Stop it. Please stop it now. First, this is YOUR life. I’m not telling you to be a jack ass but if you don’t want to do something, eat something or drink something – just kindly say no. And if someone is rude be a jackass – there is nothing wrong with boundaries. Best advice is to keep calm and take the kind, polite route. This is something I learned to do for a while now but as time progressed I approach it differently. I used to be aggressive with the no’s because to an extent it would offend me. Example, someone may offer me a drink and I would be like ‘Um no I’m sober and quit” and often felt disrespected. Now I simply say “No thanks, I’m good.” Why the shift? Because first, my relationship with alcohol is no one’s issue but Sam’s. Second, not everyone knows or should know my journey or that I’m sober. That is a ridiculous expectation! With time in sobriety and longevity, I’ve felt myself chill out a little bit more. Don’t get me wrong, I’m still super type A but I will celebrate this small win. If you know me in real life, you’re probably rolling your eyes at the CHILL part LOL!!! But also, you know I’ve grown some motha lickin’ patience :)
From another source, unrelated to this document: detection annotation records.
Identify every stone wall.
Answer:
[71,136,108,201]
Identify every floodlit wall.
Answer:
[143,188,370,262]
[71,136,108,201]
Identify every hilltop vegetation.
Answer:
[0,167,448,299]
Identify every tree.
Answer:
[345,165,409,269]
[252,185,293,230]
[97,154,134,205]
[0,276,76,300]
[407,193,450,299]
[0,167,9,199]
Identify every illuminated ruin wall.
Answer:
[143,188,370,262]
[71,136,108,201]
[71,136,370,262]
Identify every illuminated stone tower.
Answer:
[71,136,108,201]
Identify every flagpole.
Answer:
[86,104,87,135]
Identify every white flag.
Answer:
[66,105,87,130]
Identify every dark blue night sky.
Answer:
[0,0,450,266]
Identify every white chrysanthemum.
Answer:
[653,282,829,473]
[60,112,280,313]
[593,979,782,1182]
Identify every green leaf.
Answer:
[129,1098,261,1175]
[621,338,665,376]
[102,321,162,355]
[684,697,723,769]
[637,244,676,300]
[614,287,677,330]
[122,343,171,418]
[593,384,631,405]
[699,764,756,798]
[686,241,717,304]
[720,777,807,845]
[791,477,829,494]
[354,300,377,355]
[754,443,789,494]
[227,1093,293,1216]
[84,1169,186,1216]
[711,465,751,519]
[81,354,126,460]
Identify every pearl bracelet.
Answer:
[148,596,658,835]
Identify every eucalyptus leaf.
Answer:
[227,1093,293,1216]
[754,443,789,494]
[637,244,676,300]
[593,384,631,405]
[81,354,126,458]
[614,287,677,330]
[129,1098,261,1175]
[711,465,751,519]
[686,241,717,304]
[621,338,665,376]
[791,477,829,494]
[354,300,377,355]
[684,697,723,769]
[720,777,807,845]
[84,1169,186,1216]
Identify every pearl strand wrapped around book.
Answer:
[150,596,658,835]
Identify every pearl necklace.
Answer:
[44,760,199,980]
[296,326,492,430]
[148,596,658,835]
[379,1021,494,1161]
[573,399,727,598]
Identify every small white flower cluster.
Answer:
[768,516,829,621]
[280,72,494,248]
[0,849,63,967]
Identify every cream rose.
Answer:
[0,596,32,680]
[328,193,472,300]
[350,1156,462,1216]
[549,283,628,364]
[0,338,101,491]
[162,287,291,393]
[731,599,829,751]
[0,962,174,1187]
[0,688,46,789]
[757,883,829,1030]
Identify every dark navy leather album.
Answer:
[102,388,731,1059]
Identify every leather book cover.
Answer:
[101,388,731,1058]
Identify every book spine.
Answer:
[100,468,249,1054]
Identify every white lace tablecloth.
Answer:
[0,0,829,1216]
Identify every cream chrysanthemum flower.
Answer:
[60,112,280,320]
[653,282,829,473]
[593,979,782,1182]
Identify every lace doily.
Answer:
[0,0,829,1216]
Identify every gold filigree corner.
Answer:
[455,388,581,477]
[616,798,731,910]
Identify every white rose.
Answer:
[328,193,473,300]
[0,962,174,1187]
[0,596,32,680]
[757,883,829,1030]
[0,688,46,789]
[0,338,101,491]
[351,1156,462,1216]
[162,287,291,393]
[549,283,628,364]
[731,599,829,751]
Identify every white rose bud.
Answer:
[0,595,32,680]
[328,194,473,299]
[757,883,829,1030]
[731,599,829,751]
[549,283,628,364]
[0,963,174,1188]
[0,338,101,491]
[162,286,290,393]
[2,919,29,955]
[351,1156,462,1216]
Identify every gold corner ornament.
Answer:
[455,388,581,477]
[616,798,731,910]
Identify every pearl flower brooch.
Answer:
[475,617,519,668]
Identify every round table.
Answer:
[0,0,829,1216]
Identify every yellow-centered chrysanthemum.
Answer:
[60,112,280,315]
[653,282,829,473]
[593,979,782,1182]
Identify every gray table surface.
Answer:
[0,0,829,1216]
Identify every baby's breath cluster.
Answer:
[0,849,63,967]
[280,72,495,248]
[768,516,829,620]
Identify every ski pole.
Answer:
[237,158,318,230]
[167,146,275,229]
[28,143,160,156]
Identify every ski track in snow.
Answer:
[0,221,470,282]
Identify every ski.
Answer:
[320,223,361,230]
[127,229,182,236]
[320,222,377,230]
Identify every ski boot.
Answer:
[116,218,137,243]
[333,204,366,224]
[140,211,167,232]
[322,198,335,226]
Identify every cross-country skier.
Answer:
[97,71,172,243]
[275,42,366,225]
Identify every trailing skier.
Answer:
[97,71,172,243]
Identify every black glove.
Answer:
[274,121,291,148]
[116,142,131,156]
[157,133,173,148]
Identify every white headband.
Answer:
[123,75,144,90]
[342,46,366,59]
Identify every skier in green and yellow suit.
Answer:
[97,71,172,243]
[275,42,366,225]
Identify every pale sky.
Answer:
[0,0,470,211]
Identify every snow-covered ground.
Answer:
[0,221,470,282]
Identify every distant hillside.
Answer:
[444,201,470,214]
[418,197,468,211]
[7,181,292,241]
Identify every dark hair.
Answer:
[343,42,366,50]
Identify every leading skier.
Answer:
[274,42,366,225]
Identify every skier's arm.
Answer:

The lessons and growth I’ve had through my 3+ year sobriety journey is invaluable. To reference what I said at the beginning of this post, this journey was and will be a marathon. I had to go through some sprints to get there but I’m in this for the long haul. This journey has been so impactful to me and my growth. It’s taught me to be more compassionate to others as you never know what they are going through. It’s taught me to seek first to understand. And it’s taught me to live my life unapologetically and do what’s best for my mental and physical health. I’ve learned that by making those choices, the people that love me and the people that fit best with my future stay around or come into my life. I’ve learned to be more patient and let people and opportunities sprinkle into my new lifestyle as I continue to better myself and build a future that brings happiness. After over 3 years of sobriety, I can finally say I am happy, I am loved and I am worthy of all the things I at one point didn’t think I deserve.
Grateful. Blessed. Optimistic. Humbled.